According to the models, 120 out of 100,000 people worldwide died as a result of Corona, in 21 countries this excess mortality rate was over 300. The scientists found the highest rates in the Andean countries in Latin America (512 deaths per 100,000 inhabitants), in East (345) – and Central Europe (316) and Sub-Saharan Africa (309). In some countries such as Iceland or Australia, however, according to estimates, even fewer people died in the pandemic years than would have been statistically expected.

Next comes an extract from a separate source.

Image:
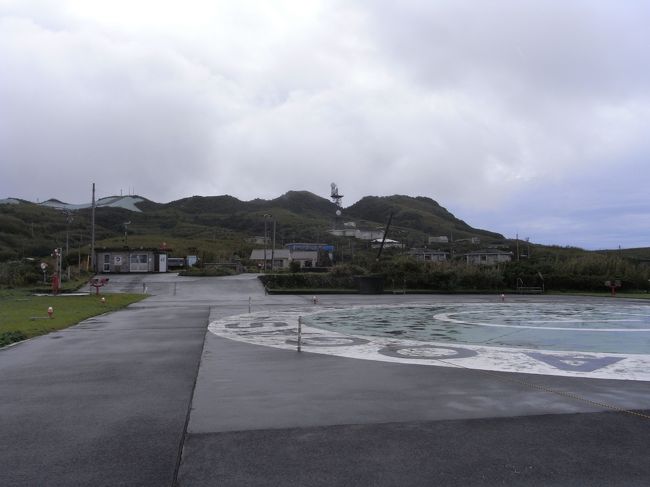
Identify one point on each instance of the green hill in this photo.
(219, 226)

The sometimes large differences between the registered and the actual number of deaths are probably due to a lack of diagnoses due to a lack of tests and problems with reporting the numbers. It is currently unclear how many people died directly from the disease caused by the virus and how many died from indirect consequences of the pandemic. “Studies from several countries, including Sweden and the Netherlands, suggest that Covid-19 was the direct cause of most excess deaths, but we don’t have enough evidence for most regions at this time,” says study leader Wang.

The scientists had compiled weekly or monthly information on the number of deaths from a total of 74 countries and 266 states or provinces – such as the German federal states – from the pandemic years 2020 and 2021 and from up to eleven years before. The difference between the number of actual and statistically expected deaths gives the excess mortality. Using statistical models, they also estimated excess mortality for countries where no information on the number of deaths was available.